In Buffalo, Hochul is a well-liked figure deeply tied to the city’s power structure. She previously served as vice-president for government relations at M&T Bank, one of the biggest employers in the metro area. Her husband was the U.S. Attorney in Buffalo for six years during the Obama administration and is currently general counsel to Delaware North, the global food-service behemoth.

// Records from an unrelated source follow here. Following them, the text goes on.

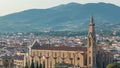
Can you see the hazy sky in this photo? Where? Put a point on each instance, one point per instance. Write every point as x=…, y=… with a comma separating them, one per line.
x=11, y=6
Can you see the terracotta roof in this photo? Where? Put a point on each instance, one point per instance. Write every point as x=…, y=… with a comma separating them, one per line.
x=66, y=48
x=19, y=57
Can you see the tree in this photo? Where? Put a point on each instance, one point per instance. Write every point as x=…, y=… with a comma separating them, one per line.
x=26, y=66
x=32, y=64
x=40, y=65
x=114, y=65
x=37, y=65
x=43, y=64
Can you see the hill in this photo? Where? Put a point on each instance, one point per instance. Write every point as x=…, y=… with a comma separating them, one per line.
x=66, y=17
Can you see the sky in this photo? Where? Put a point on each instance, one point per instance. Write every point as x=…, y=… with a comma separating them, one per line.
x=12, y=6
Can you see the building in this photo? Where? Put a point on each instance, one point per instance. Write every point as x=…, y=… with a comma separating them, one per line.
x=83, y=57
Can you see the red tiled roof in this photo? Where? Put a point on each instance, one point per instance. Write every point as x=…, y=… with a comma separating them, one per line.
x=66, y=48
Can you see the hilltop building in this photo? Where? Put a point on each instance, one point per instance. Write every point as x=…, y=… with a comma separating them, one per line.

A few years after her clash with Spitzer, Hochul ran for Congress in a special election in a rock-ribbed Republican district that included both Buffalo and Rochester suburbs. It looked like a long shot for the Democrat, coming at the nadir of Barack Obama’s political fortunes after the party’s midterm wipeout of 2010. But she ran a disciplined campaign focused on protecting Medicare and attacking Paul Ryan’s austerity budget. Josh Schwerin, a national Democratic operative who worked with her at the time, said “she knew what she was doing, she was happy to listen and seek advice and was trying to get better.” Hochul won in an upset, giving a huge boost to national Democrats who saw proof that such a message could work for the rest of the cycle that saw Barack Obama win reelection.

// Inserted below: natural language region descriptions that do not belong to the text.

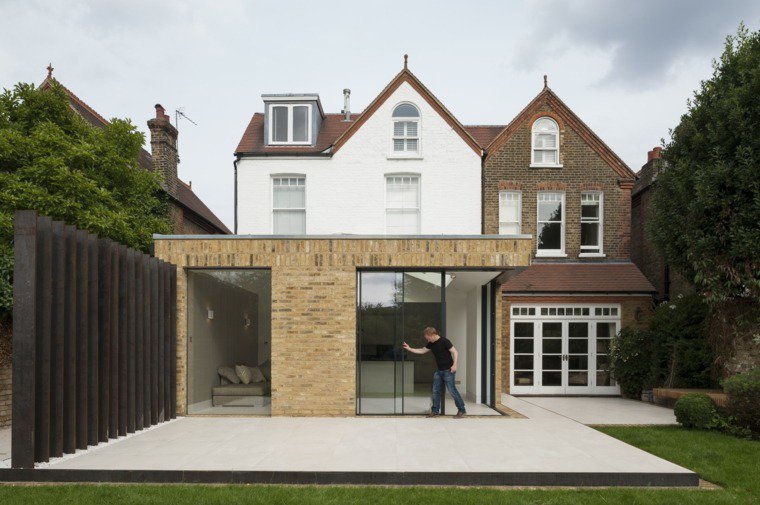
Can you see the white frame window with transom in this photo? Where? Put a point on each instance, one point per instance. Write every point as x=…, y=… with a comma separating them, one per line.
x=288, y=199
x=592, y=224
x=562, y=349
x=545, y=143
x=547, y=204
x=292, y=135
x=405, y=131
x=402, y=204
x=510, y=212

“I will never forget the dignity and grace with which she accepted” her win, said Len Lenihan, then the chair of the Erie County Democratic Party. “She didn’t pump her fist in the air, she didn’t make a declaration that we know what the people want.” Instead, Lenihan said, “she was just pleased to listen to the people.”
Hochul lost her bid for reelection in 2012 after redistricting made her district even more Republican. Then, in 2014, Cuomo added her to his ticket to help boost his support in the more conservative western part of the state. After winning the post, she faded into the background, carrying little influence in Cuomo’s administration. (The New York Times reported Sunday that the two have not spoken since February, around the same time the sexual-harassment allegations first came to light.) Instead, Hochul spent her time crisscrossing the state, promoting economic development while trying to build a national profile leading the Democratic Lieutenant Governors Association. During the pandemic, Hochul has served as a public face for efforts to fight COVID in Western New York.

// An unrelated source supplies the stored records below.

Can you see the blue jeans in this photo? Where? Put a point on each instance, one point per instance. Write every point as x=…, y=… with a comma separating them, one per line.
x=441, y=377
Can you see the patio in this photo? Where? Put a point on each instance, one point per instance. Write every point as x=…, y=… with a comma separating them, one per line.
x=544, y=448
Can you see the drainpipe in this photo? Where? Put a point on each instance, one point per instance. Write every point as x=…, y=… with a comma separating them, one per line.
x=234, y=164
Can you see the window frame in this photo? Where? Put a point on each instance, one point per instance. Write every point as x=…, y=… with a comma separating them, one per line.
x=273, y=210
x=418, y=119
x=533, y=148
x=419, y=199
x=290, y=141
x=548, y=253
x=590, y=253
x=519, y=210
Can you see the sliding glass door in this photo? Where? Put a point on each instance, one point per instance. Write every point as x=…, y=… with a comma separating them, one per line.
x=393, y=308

When Hochul becomes governor, the most immediate challenge she will face is taking the reins of state government. Although she has been preparing in recent days for a transition, she faces the task of succeeding an incumbent who has not just kept her out of his inner circle but one who has also controlled Albany for his own political ends and dominated state politics for the better part of a decade.
“She’s been in the eye of the storm for a lot of different reasons and this hurricane she’ll survive,” said Tony Masiello, the former mayor of Buffalo, who said she would not be pushed around as governor and would be “a formidable voice and opponent” in a 2022 bid to win a term in governor’s mansion outright. Lenihan described Hochul as “humble but tough.”
Politically, Hochul is a moderate Democrat who, as Swarts said, has shown she can be “flexible in whatever position she has” as the party has shifted to the left in recent years. Case in point is when she moved the left in recent years, particularly when she faced a primary challenge in 2018 from Jumaane Williams, the current New York City public advocate who was then part of an anti-Cuomo slate. Although Hochul won, she ran behind both Cuomo and Attorney General Tish James on the ticket — a possible gubernatorial candidate herself. One key political shift she made in that race? She promptly came out in support of issuing driver’s licenses to undocumented immigrants.